Testing the hypothesis

A protocol is outlined here based on regimens described for central nervous system lupus and multiple sclerosis, to be used as a starting point for designing future clinical trials. Investigators should follow all recommended guidelines for research involving human subjects, such as institutional review board approval and informed consent. After obtaining a baseline positron emission tomography (PET) scan and neuropsychological tests, patients with early Alzheimer’s disease already taking a cholinesterase inhibitor and memantine would be given six intrathecal injections of 10 mg of dexamethasone, 100 mg of prednisolone, or 40 mg triamcinalone. Intrathecal injections can be done in the office with a bedside spinal tap or under fluoroscopic guidance, if desired. Patients should be followed for at least one year in the initial study, repeating PET scans, cerebrospinal fluid studies, and neuropsychological testing at the end of the study. Subsequently the patients could be followed out over years and decades. PET scanning has emerged as an important modality for studying Alzheimer’s disease and its response to treatment (Alexander et al 2002). Alongside functional brain imaging, cerebrospinal fluid should be assayed for amyloid peptide and other Alzheimer’s disease biomarkers, such as neural thread protein (Chong et al 1992; Mrak and Griffin 2005). It would be predicted that levels of these biomarkers should fall over time, if steroids indeed have efficacy for halting dementia progression. Studies should focus on patients with the earliest signs of cognitive impairment so that they can be followed for longer periods of time. Also, there may be a window of opportunity for use of steroids only earlier in the disease process.
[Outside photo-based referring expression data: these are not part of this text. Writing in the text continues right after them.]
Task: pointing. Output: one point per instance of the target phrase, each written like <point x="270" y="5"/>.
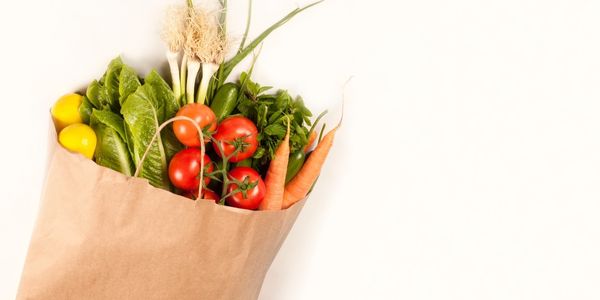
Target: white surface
<point x="467" y="168"/>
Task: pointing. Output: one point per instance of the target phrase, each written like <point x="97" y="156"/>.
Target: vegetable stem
<point x="223" y="18"/>
<point x="248" y="20"/>
<point x="183" y="75"/>
<point x="208" y="70"/>
<point x="193" y="68"/>
<point x="174" y="68"/>
<point x="229" y="65"/>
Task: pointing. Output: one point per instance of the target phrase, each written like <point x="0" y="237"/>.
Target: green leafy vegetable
<point x="128" y="83"/>
<point x="144" y="111"/>
<point x="270" y="112"/>
<point x="111" y="149"/>
<point x="85" y="110"/>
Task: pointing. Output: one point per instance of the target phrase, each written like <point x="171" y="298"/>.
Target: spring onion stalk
<point x="248" y="21"/>
<point x="183" y="75"/>
<point x="193" y="67"/>
<point x="174" y="68"/>
<point x="231" y="63"/>
<point x="208" y="70"/>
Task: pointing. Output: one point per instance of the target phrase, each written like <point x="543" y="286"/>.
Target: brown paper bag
<point x="102" y="235"/>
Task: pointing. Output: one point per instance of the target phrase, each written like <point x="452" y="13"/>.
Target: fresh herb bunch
<point x="271" y="112"/>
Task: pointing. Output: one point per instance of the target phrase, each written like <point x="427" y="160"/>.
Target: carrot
<point x="275" y="179"/>
<point x="311" y="141"/>
<point x="299" y="187"/>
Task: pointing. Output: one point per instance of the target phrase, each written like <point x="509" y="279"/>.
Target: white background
<point x="467" y="167"/>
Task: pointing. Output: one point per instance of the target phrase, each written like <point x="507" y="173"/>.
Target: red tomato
<point x="184" y="169"/>
<point x="207" y="195"/>
<point x="186" y="132"/>
<point x="251" y="190"/>
<point x="236" y="132"/>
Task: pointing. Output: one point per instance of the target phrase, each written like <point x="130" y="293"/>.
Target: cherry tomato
<point x="236" y="132"/>
<point x="251" y="189"/>
<point x="207" y="195"/>
<point x="184" y="169"/>
<point x="186" y="132"/>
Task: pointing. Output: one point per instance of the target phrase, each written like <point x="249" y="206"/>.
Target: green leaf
<point x="128" y="83"/>
<point x="143" y="112"/>
<point x="276" y="130"/>
<point x="111" y="150"/>
<point x="161" y="91"/>
<point x="170" y="142"/>
<point x="111" y="83"/>
<point x="85" y="110"/>
<point x="93" y="93"/>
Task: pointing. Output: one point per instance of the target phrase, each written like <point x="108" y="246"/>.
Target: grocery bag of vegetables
<point x="173" y="191"/>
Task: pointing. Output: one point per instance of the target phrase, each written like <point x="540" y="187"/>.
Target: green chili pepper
<point x="295" y="163"/>
<point x="225" y="100"/>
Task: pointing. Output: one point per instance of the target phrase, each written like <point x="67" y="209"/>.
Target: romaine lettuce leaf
<point x="111" y="149"/>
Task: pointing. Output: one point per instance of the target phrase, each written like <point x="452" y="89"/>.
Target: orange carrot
<point x="275" y="179"/>
<point x="311" y="141"/>
<point x="299" y="187"/>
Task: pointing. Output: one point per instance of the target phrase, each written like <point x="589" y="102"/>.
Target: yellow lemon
<point x="79" y="138"/>
<point x="66" y="111"/>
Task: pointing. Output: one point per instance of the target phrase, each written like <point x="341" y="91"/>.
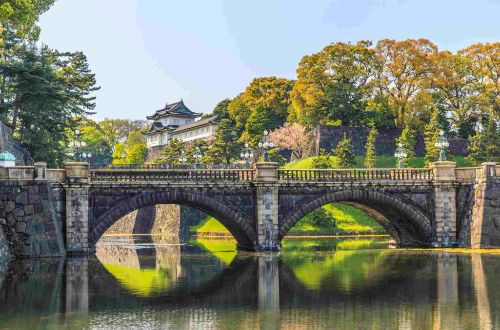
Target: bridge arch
<point x="406" y="223"/>
<point x="238" y="226"/>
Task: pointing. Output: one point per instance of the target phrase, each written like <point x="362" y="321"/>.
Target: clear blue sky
<point x="148" y="52"/>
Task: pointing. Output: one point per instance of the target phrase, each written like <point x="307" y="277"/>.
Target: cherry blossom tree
<point x="292" y="136"/>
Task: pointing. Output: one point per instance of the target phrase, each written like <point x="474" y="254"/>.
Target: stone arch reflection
<point x="147" y="268"/>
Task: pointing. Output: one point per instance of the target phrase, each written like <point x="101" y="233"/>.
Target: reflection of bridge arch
<point x="237" y="225"/>
<point x="405" y="222"/>
<point x="238" y="280"/>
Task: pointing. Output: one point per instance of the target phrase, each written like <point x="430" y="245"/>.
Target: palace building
<point x="178" y="121"/>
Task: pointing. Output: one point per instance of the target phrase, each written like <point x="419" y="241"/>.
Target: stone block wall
<point x="327" y="137"/>
<point x="486" y="214"/>
<point x="162" y="219"/>
<point x="4" y="248"/>
<point x="30" y="218"/>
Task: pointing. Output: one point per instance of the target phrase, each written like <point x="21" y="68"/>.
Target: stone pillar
<point x="269" y="291"/>
<point x="267" y="207"/>
<point x="485" y="229"/>
<point x="77" y="208"/>
<point x="445" y="203"/>
<point x="40" y="171"/>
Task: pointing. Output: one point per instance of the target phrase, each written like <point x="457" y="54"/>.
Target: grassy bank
<point x="381" y="162"/>
<point x="331" y="219"/>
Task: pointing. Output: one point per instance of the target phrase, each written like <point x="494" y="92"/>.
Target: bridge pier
<point x="267" y="207"/>
<point x="445" y="210"/>
<point x="77" y="208"/>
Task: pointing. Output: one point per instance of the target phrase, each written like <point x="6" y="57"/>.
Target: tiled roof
<point x="178" y="109"/>
<point x="157" y="127"/>
<point x="198" y="123"/>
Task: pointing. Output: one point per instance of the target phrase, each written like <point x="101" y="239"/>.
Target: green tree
<point x="407" y="139"/>
<point x="344" y="153"/>
<point x="96" y="145"/>
<point x="275" y="156"/>
<point x="333" y="85"/>
<point x="261" y="119"/>
<point x="118" y="130"/>
<point x="371" y="151"/>
<point x="322" y="160"/>
<point x="431" y="134"/>
<point x="225" y="147"/>
<point x="133" y="151"/>
<point x="485" y="145"/>
<point x="171" y="152"/>
<point x="136" y="154"/>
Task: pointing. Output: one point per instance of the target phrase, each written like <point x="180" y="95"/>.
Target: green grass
<point x="336" y="219"/>
<point x="340" y="219"/>
<point x="209" y="226"/>
<point x="381" y="162"/>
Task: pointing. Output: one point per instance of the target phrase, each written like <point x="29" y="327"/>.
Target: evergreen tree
<point x="485" y="145"/>
<point x="371" y="152"/>
<point x="407" y="139"/>
<point x="133" y="151"/>
<point x="344" y="153"/>
<point x="225" y="147"/>
<point x="261" y="119"/>
<point x="322" y="160"/>
<point x="431" y="134"/>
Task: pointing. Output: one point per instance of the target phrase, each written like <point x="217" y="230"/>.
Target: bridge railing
<point x="328" y="175"/>
<point x="171" y="175"/>
<point x="466" y="173"/>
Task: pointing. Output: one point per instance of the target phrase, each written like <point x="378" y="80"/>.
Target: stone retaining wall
<point x="4" y="248"/>
<point x="486" y="214"/>
<point x="32" y="222"/>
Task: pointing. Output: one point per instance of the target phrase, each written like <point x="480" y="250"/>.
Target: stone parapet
<point x="77" y="172"/>
<point x="443" y="171"/>
<point x="266" y="172"/>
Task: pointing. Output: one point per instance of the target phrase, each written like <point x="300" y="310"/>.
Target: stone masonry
<point x="29" y="215"/>
<point x="485" y="231"/>
<point x="4" y="248"/>
<point x="420" y="207"/>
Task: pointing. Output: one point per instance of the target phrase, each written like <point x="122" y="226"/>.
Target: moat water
<point x="360" y="283"/>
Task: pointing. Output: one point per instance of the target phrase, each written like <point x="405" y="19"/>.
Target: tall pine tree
<point x="371" y="152"/>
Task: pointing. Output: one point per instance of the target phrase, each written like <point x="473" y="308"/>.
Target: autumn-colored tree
<point x="371" y="151"/>
<point x="332" y="84"/>
<point x="401" y="81"/>
<point x="457" y="88"/>
<point x="485" y="144"/>
<point x="292" y="136"/>
<point x="262" y="106"/>
<point x="485" y="59"/>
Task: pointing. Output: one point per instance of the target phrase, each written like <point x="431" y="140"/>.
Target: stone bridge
<point x="439" y="206"/>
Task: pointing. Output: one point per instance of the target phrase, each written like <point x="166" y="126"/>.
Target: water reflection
<point x="207" y="284"/>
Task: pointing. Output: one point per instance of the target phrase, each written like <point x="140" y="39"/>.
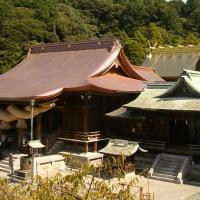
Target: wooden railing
<point x="152" y="145"/>
<point x="194" y="149"/>
<point x="85" y="136"/>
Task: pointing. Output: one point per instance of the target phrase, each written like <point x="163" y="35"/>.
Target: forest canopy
<point x="137" y="22"/>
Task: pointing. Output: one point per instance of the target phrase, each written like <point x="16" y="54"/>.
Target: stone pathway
<point x="171" y="191"/>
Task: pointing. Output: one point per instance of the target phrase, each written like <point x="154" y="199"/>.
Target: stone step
<point x="166" y="179"/>
<point x="17" y="179"/>
<point x="168" y="168"/>
<point x="4" y="166"/>
<point x="161" y="171"/>
<point x="4" y="162"/>
<point x="165" y="175"/>
<point x="4" y="170"/>
<point x="160" y="162"/>
<point x="171" y="161"/>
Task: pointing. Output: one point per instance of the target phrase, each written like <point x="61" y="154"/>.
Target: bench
<point x="194" y="149"/>
<point x="152" y="145"/>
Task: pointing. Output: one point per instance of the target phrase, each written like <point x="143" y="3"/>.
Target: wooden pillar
<point x="50" y="121"/>
<point x="95" y="146"/>
<point x="38" y="131"/>
<point x="20" y="136"/>
<point x="86" y="147"/>
<point x="85" y="118"/>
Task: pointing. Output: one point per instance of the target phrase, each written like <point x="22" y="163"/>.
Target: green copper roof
<point x="169" y="62"/>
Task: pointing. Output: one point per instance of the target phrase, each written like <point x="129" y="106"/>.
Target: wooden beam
<point x="38" y="131"/>
<point x="20" y="136"/>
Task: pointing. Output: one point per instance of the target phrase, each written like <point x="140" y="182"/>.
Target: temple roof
<point x="50" y="69"/>
<point x="170" y="61"/>
<point x="184" y="95"/>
Many of the inflammatory cytokines peak with mild cognitive impairment and early Alzheimer’s disease and are actually declining by the late stages (Galimberti et al 2006).

Concluding remarks

Validation of the proposed hypothesis could be an important step towards the ultimate aim of curing Alzheimer’s disease. Pulse dosed intrathecal corticosteroids might become part of a future multi-agent regimen for halting Alzheimer’s disease progression, along-side cholinesterase inhibitors, memantine, and other drugs currently under investigation. Given that activated microglia are thought to play a role in the pathogenesis of other neurodegnerative diseases such as Parkinson’s disease, amyotrophic lateral sclerosis and HIV dementia (Wojtera et al 2005), success of intrathecal corticosteroids for Alzheimer’s disease would encourage trials for these other disorders. For all these reasons, I am presenting this idea here for maximum exposure to the widest possible interested audience. Andiamo avanti (let us go forward).